Oggi però voglio parlarvi di quel momento in cui troviamo la formula esatta da applicare e, finalmente, riusciamo a trovare la soluzione. Quando troviamo il segreto, il metodo giusto che ci dica da dove partire e continuiamo a scrivere numeri su numeri per arrivare al risultato, questa volta però è quello giusto.

La canzone di oggi è “Facile”, pezzo del 2018 de Lo Stato Sociale insieme a Luca Carboni, rimasta nella memoria per il video girato per le vie di Bologna, quando i “regaz” hanno radunato circa 500 fan per una festa collettiva.

“Facile” parla dello stare bene con una persona, è un inno alla collettività e alla libertà, a quell’amore che scorre come l’acqua di un fiume e che, nonostante tutto, è una festa da vivere tutti insieme.

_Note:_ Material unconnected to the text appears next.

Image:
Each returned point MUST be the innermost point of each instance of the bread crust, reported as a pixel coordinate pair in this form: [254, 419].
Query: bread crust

Maledetto inverno, maledetta estate
Maledetta sete che non passa mai
Ma tu hai detto: Manchi, sola non ho pace
O volevi dirlo e hai scritto: Come stai?

Tutto ciò che diventa facile non è sempre stato così. Anche l’amore che ci apre le strade e ci fa viaggiare ai cento all’ora, all’inizio è sempre complicata come la tangenziale di Milano nelle ore di punta quando ci sono i lavori in corso. Può essere complicata perché non si parla, si ha paura di dire ciò che si prova. Quindi leggiamo tra le righe, cerchiamo i significati nascosti nelle parole per trovare una chiave di lettura alla nostra equazione. Quella regola matematica che fa accendere la lampadina e ci apre la strada verso la soluzione. E spesso la troviamo in un semplice messaggio con scritto: come stai?

Ti amo, ti odio, ti pago una birra
Tu non sei una stella, ma una scintilla
Dove passi i pensieri si fanno canzoni
E tornano di moda le mezze stagioni

Nella vita incontriamo un sacco di persone e inciampiamo in centinaia di vite, facendo irruzione solo per alcuni minuti, mentre in altre vite inciampiamo solo per rimanerne dentro. Ci sono persone che, come scintille, illuminano per un attimo il nostro cammino e, improvvisamente, tutto si incendia. Infondono in noi energia positiva, fanno sì che i nostri occhi rimangano sempre aperti e ci fanno addirittura amare le mezze stagioni. Come una magia, i nostri pensieri diventano canzoni e noi viviamo con un sorriso stampato in faccia. Non vorremmo mai farle andare via, perché con loro c’è più luce.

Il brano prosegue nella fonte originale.